I know very little about people who want a limb amputated, but I would be concerned about creating a new disability in someone that might prevent them from contributing to society.

[Amputation Desire (BIID/Xenomelia) and the Human Experience of Self – The Phantom Self](V.S. Ramachandran) discusses theories from the neurological perspective on BIID/xenomelia and transgenderism.

These two possibly-related conditions have a lot in common in that, brain trauma aside, most people are aware of their “alien” body part(s) early in life, claim that the offending parts are all wrong and intrusive, they self-mutilate in an effort to rid themselves of their alien body parts, suffer depression, and are willing to endure all sorts of body altering procedures and the use of prosthetics to have their bodies conform to their brain’s image of their bodies.

People who want amputations are very precise and specific about the amputations; it’s not just a “remove this limb” request. It’s more like “remove my right leg 5 centimeters below the knee” or “remove my left arm 3 centimeters above the elbow”. They will precisely tell you how much of the limb should be removed. These folks are otherwise sane and rational with no history of mental illness.

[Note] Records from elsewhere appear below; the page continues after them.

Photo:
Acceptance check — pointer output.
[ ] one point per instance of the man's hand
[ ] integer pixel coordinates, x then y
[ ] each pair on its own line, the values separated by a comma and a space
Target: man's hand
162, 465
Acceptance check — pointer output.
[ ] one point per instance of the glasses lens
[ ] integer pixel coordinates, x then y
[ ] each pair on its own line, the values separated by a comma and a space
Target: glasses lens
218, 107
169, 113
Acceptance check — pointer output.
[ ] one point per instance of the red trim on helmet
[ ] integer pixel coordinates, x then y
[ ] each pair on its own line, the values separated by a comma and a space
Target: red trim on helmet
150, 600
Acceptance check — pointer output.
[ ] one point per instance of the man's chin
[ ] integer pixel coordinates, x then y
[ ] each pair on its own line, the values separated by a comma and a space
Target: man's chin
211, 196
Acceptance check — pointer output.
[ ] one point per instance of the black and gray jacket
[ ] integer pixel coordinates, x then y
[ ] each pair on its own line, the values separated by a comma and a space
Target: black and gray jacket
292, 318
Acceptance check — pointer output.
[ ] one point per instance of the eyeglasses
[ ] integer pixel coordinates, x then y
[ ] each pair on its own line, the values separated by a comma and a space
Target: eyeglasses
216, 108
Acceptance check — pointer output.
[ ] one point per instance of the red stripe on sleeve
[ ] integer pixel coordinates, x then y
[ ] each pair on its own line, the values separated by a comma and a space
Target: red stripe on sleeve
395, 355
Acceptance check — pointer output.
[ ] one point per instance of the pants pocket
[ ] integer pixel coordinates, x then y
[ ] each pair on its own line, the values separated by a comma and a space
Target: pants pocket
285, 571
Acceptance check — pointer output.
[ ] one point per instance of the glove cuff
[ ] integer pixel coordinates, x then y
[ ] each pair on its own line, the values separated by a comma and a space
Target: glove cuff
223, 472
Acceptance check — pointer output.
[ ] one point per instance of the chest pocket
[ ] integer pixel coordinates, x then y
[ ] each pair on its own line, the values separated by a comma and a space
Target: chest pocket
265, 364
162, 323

In these cases the offending body parts are normal, healthy, and process sensory information correctly. But somewhere along the line they were not integrated into what the brain considers to be a part of self. After surgery, subjects report how happy and relieved they are to be rid of the alien body parts, even though there are other, perhaps worse, hardships that resulted from the amputation.

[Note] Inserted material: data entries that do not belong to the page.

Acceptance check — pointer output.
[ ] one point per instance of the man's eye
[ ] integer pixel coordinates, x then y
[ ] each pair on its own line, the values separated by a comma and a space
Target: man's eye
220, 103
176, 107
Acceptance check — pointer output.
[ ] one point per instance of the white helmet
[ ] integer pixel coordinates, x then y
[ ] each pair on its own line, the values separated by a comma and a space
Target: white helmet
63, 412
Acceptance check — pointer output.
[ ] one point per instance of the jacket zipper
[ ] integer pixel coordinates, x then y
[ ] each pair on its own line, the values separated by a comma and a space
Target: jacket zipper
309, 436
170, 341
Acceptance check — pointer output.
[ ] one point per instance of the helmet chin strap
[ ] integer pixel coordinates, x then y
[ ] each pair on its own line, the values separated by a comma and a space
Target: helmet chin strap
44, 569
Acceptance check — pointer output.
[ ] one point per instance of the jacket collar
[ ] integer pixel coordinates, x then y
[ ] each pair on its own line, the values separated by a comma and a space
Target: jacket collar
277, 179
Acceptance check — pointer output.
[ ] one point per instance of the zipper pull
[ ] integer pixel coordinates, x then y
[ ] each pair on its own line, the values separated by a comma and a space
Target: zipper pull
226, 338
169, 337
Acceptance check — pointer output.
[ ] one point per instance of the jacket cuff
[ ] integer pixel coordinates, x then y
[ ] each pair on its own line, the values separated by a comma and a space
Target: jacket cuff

Ramachandran theorizes that there is some sort of breakdown in the brain’s body map or, more specifically, the integration of the brain’s map of the body from its various sources in the brain. That integration duty probably takes place in the right parietal lobe and somehow the mapping integration gets altered or truncated, usually early in life. It’s an interesting hypothesis.

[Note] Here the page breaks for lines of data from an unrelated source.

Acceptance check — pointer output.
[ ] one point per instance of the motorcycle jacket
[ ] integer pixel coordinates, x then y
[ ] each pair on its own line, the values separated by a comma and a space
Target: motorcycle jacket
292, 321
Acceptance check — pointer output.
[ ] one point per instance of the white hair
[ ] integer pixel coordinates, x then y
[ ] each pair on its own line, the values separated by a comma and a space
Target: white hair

To the OP: Since there is no fix other than drastic medical procedures, I vote for getting out of the way and letting them have their procedures, assuming they are mentally and medically fit for those procedures.

You can find more than you can possibly stand about the “me” show in here:

What I think is that I’m perfectly ok with saying, in both cases, that what medical treatments other people take, with the approval and assistance of their doctors, is none of my damn business. Even expressing approval is overstepping my place in other people’s medical decisions.

Thank you, that not only answered all my questions and more, it’s also a really fascinating thread. That was extremely brave of you to do. And useful.

Um, would you mind if I paraphrase some of what you wrote elsewhere, without explicit attribution. (“I ran across this on another message board…”) I have been trying to explain to someone on another message board that transgender people and cross dressers are different, and I think you did a good job of that. I don’t want to be too explicit about the source for complicated reasons that I’d be willing to PM you, but I don’t want to go into here.

You can paraphrase to the extent you want.

I’m pretty much as out as out can be, so don’t worry about using my name.